Insurers Dispute Report's Findings
A group representing the health insurance industry said Monday that Rockefeller and his committee are mischaracterizing the way companies spend their customers' health premium dollars.
America's Health Insurance Plans, a health insurance industry group, argues that the quality of health care cannot be judged based on a single number -- the medical cost ratio.
It says a low medical cost ratio may be deceiving because nonmedical costs in every dollar can include beneficial, cost-saving measures such as fraud reduction or round-the-clock nurses.
AHIP also stands by the federal data compiled by the Centers for Medicare and Medicaid Services, which says that overall in the industry, 87 cents of each premium dollar goes to medical care.
Cigna said its numbers are even better than that.
In a statement to ABC news, the company, which said it had only just received a copy of Rockefeller's letter and hadn't been able to conduct an in-depth review, said that at least 88.8 percent of premiums pay for medical services for those who buy insurance through small and large businesses. For individuals, Cigna claims that 93.1 percent goes to medical care.
Aetna, Coventry, Humana, UnitedHealth Group and WellPoint did not respond to ABC News' requests for comment.

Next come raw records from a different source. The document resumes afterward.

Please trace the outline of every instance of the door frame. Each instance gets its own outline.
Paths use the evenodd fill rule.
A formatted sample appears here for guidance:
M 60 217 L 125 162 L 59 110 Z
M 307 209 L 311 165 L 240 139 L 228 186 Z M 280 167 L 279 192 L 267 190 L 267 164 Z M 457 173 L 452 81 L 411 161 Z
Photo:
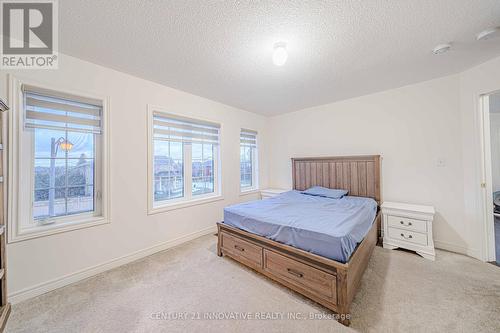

Implications for Congressional Debate
The health care reform bills currently under debate on Capitol Hill take up the issue of medical loss ratios.
The House bill would require that health insurance companies spend a minimum of 85 percent of every premium dollar on health care.
The Senate bill has no such minimum requirement, but Rockefeller has pledged to push for one when the bill comes before the full Senate.
Both the House and Senate bills do contain provisions that would require health insurance companies to provide consumers more information on how their premium dollars are being spent.
On Monday, Republicans on the Senate Commerce Committee had not yet seen the letter to Cigna, even though ranking minority member Sen. Kay Bailey Hutchison was copied on the letter. They could not comment on the specific data presented but said Rockefeller's investigation all year has been "a partisan attempt to get support for a public option in the health care debate."